Well the deadline for the imposition of the EU’s cookie law has come and gone, and I suspect that thousands of websites throughout Europe are still massively non-compliant. I checked my bank’s website last week and while they had something it clearly wasn’t compliant. The BBC doesn’t seen to have even tried.
In recognition of this, the authorities performed a massive climbdown at the weekend. As this Guardian article explains, the UK’s Information Commissioner changed its guidelines at the last minute. Initially they insisted that active consent was required: that is you had to actively ask the user if using cookies was OK before any cookie was deployed. The new guidelines (which my bank appears to have followed) say that implied consent is OK. So as long as information about cookie use is clearly displayed the site’s visitors can be assumed to have consented to that use.

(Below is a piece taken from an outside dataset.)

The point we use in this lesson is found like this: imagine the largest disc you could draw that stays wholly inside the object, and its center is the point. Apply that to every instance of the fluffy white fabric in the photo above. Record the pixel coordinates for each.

As The Guardian notes, this appears to be in direct contravention of the EU guidelines, so the UK may be in trouble over this in future, but until they are UK businesses should be safe following the local rules.
US readers may find this a bit confusing, but this is the way that “states’ rights” tend to be dealt with in the EU. If Brussels passes a daft law, everyone just ignores it. Well, almost everyone. The UK seems to delight in enforcing the daftest laws in draconian fashion so as to give the tabloid newspapers something to write scare stories about, but in this case we seem to have done the smart thing.